Je ne réponds pas à oncle meunier. Je crains de lui dire que si on a été trop bon pour tante Rude, en retour elle n’est guère douce aux autres.


Les récoltes rentrées et la vendange faite, Manine dut se résigner à prendre un nourrisson de Paris. Les parents — de gros commerçants — offraient un bon prix, à la condition que l’enfant soit nourri au sein.

Il lui fallait bien gagner de quoi élever ses deux filles. La résignation lui fut pénible. Reine n’ayant pas six mois encore ne pouvait pas être sevrée. Il faudrait lui donner le biberon tandis que le petit étranger prendrait sa place.
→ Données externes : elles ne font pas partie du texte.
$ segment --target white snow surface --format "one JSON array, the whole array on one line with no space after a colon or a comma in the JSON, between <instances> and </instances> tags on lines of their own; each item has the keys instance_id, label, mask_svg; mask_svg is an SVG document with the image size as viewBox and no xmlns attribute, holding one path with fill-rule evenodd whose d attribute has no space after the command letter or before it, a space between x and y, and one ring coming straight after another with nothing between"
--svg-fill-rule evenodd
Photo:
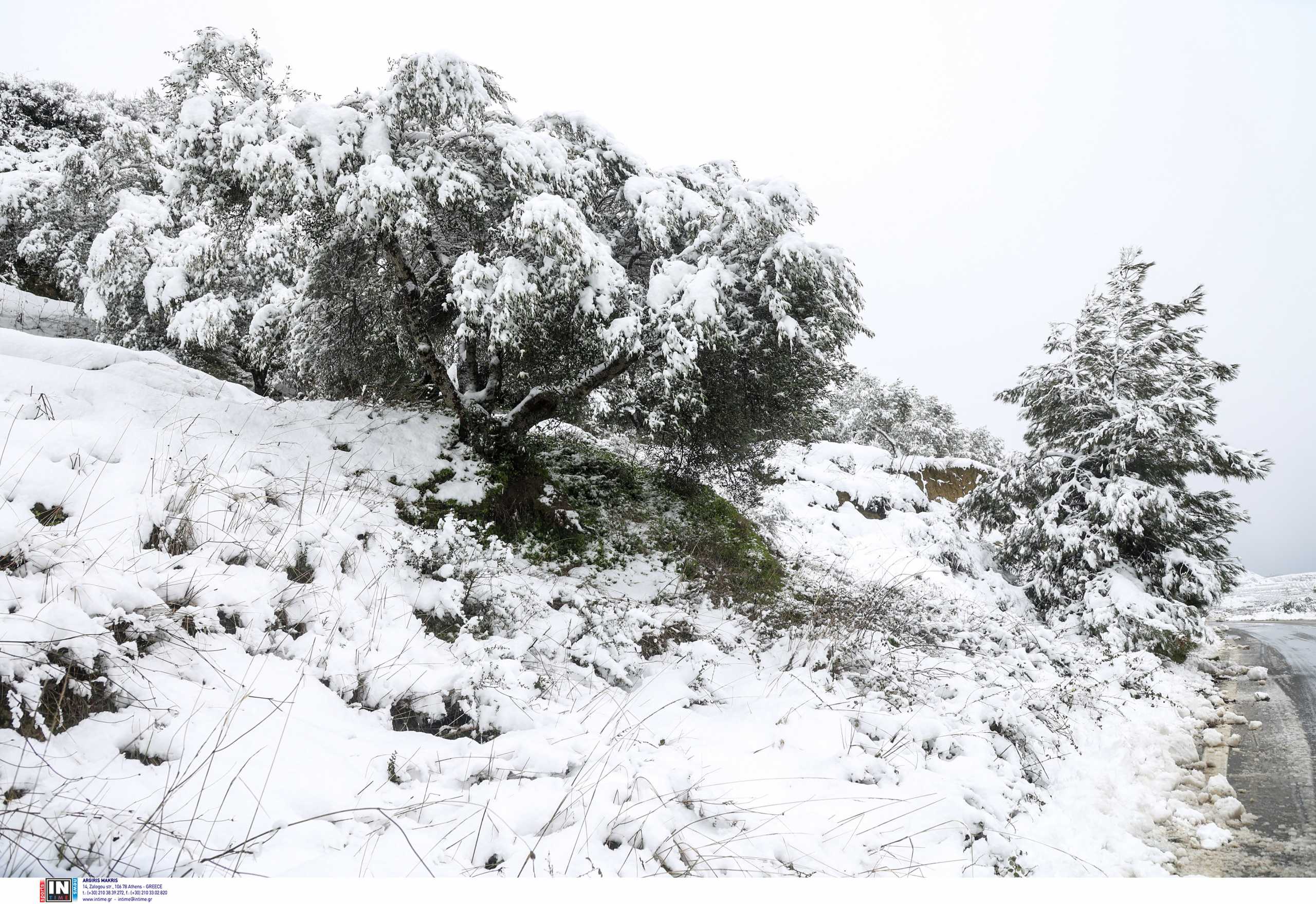
<instances>
[{"instance_id":1,"label":"white snow surface","mask_svg":"<svg viewBox=\"0 0 1316 904\"><path fill-rule=\"evenodd\" d=\"M759 642L655 557L563 575L400 521L440 468L483 492L442 414L9 329L0 411L5 875L1162 875L1229 837L1188 768L1205 676L1040 624L880 450L783 449L761 520L928 640ZM428 633L465 597L515 629ZM70 662L114 709L20 734Z\"/></svg>"}]
</instances>

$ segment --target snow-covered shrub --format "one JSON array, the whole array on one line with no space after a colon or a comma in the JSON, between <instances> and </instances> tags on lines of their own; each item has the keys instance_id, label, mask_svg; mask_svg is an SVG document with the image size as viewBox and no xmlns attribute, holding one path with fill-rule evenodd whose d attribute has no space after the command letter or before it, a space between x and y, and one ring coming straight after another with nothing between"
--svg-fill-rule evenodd
<instances>
[{"instance_id":1,"label":"snow-covered shrub","mask_svg":"<svg viewBox=\"0 0 1316 904\"><path fill-rule=\"evenodd\" d=\"M82 301L91 243L120 195L158 189L153 109L0 75L0 280Z\"/></svg>"},{"instance_id":2,"label":"snow-covered shrub","mask_svg":"<svg viewBox=\"0 0 1316 904\"><path fill-rule=\"evenodd\" d=\"M969 458L992 466L1004 457L999 438L984 426L961 426L954 409L937 396L900 380L883 383L863 370L832 392L822 434L834 442L882 446L898 457Z\"/></svg>"},{"instance_id":3,"label":"snow-covered shrub","mask_svg":"<svg viewBox=\"0 0 1316 904\"><path fill-rule=\"evenodd\" d=\"M1192 491L1187 478L1254 480L1271 462L1208 432L1216 386L1238 368L1198 351L1202 324L1177 322L1204 313L1200 288L1178 303L1142 297L1150 266L1125 251L1105 292L1051 332L1055 361L998 396L1023 405L1029 451L963 511L1001 532L1000 561L1038 605L1076 609L1120 649L1182 659L1241 572L1227 538L1248 517L1229 492Z\"/></svg>"},{"instance_id":4,"label":"snow-covered shrub","mask_svg":"<svg viewBox=\"0 0 1316 904\"><path fill-rule=\"evenodd\" d=\"M311 395L442 399L486 451L599 418L688 463L805 436L863 330L794 183L655 170L575 114L521 121L446 54L338 104L276 79L254 36L205 29L175 59L159 187L118 197L89 251L87 311L117 342L204 350L258 391L283 371Z\"/></svg>"}]
</instances>

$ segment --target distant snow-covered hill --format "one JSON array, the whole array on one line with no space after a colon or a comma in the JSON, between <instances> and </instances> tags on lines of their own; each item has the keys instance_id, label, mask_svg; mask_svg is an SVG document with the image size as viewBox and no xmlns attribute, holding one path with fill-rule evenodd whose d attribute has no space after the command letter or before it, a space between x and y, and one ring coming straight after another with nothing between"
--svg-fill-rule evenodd
<instances>
[{"instance_id":1,"label":"distant snow-covered hill","mask_svg":"<svg viewBox=\"0 0 1316 904\"><path fill-rule=\"evenodd\" d=\"M4 875L1157 875L1237 825L1204 674L1040 624L880 450L772 462L776 612L587 437L504 542L441 412L9 329L0 412Z\"/></svg>"},{"instance_id":2,"label":"distant snow-covered hill","mask_svg":"<svg viewBox=\"0 0 1316 904\"><path fill-rule=\"evenodd\" d=\"M1266 578L1249 574L1215 613L1220 620L1316 618L1316 571Z\"/></svg>"}]
</instances>

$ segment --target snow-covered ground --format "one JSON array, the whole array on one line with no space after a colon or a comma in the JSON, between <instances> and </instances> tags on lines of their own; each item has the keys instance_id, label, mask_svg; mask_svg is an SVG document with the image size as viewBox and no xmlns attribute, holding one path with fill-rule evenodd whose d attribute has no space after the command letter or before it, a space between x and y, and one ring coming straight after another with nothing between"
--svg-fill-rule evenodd
<instances>
[{"instance_id":1,"label":"snow-covered ground","mask_svg":"<svg viewBox=\"0 0 1316 904\"><path fill-rule=\"evenodd\" d=\"M407 524L484 492L441 414L8 329L0 411L4 875L1159 875L1237 825L1205 675L1038 624L880 450L776 458L840 603L765 633Z\"/></svg>"},{"instance_id":2,"label":"snow-covered ground","mask_svg":"<svg viewBox=\"0 0 1316 904\"><path fill-rule=\"evenodd\" d=\"M1248 574L1212 615L1220 621L1316 618L1316 571L1275 578Z\"/></svg>"}]
</instances>

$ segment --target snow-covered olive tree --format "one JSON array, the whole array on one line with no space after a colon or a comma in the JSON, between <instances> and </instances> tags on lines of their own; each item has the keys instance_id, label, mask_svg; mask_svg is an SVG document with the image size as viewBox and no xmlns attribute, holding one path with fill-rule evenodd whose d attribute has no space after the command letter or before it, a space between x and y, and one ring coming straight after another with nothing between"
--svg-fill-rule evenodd
<instances>
[{"instance_id":1,"label":"snow-covered olive tree","mask_svg":"<svg viewBox=\"0 0 1316 904\"><path fill-rule=\"evenodd\" d=\"M863 330L791 182L651 168L584 117L520 118L446 54L337 104L276 79L254 34L174 57L155 183L109 192L76 274L111 341L203 350L258 389L282 370L428 393L490 450L591 417L730 449L803 430Z\"/></svg>"},{"instance_id":2,"label":"snow-covered olive tree","mask_svg":"<svg viewBox=\"0 0 1316 904\"><path fill-rule=\"evenodd\" d=\"M122 284L172 308L179 337L283 324L307 391L426 383L490 449L550 417L658 433L720 401L701 380L716 354L808 408L862 330L858 279L801 234L815 209L794 183L654 170L583 117L522 121L494 72L450 55L396 59L340 104L275 84L253 41L203 32L179 58L170 221L125 208L146 254L97 278L97 300ZM234 218L242 242L221 234Z\"/></svg>"},{"instance_id":3,"label":"snow-covered olive tree","mask_svg":"<svg viewBox=\"0 0 1316 904\"><path fill-rule=\"evenodd\" d=\"M297 166L270 161L303 95L275 80L254 36L207 29L174 59L159 188L118 196L91 246L84 307L113 342L175 347L263 392L311 250Z\"/></svg>"},{"instance_id":4,"label":"snow-covered olive tree","mask_svg":"<svg viewBox=\"0 0 1316 904\"><path fill-rule=\"evenodd\" d=\"M307 193L333 211L312 283L386 320L476 445L550 417L690 424L726 351L747 383L770 379L755 357L788 362L763 388L807 407L797 388L862 326L850 263L800 232L800 189L728 162L654 170L509 100L488 70L420 54L376 93L293 111Z\"/></svg>"},{"instance_id":5,"label":"snow-covered olive tree","mask_svg":"<svg viewBox=\"0 0 1316 904\"><path fill-rule=\"evenodd\" d=\"M0 279L82 300L88 249L120 193L157 184L149 100L0 76Z\"/></svg>"},{"instance_id":6,"label":"snow-covered olive tree","mask_svg":"<svg viewBox=\"0 0 1316 904\"><path fill-rule=\"evenodd\" d=\"M1238 368L1198 350L1203 324L1180 322L1204 314L1200 287L1182 301L1142 296L1150 266L1125 251L1105 291L1053 328L1054 359L998 395L1023 407L1029 451L962 512L1001 532L1003 563L1040 607L1179 654L1241 572L1228 536L1248 517L1228 491L1188 478L1255 480L1271 462L1209 432L1216 387Z\"/></svg>"}]
</instances>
Et Manine qui doit rester deux jours absente vient de partir, tremblante et affreusement tourmentée, quoique tante Rude lui eût assuré qu’elle saurait bien faire accepter le biberon à la petite Reine.

Ainsi que je m’y attendais, à l’heure de la tétée, tante Rude m’a laissé le soin de tenir sa promesse à Manine. Je ne voulus pas attendre le réveil complet de la mignonne pour approcher le biberon de sa bouche. Elle le prit sans méfiance, mais à peine l’eût-elle pressé qu’elle le repoussa et renvoya en pluie toute la gorgée de lait. Il y eut dans ses yeux subitement ouverts un étonnement indigné, et aussitôt elle se mit à crier comme jamais elle ne l’avait fait encore.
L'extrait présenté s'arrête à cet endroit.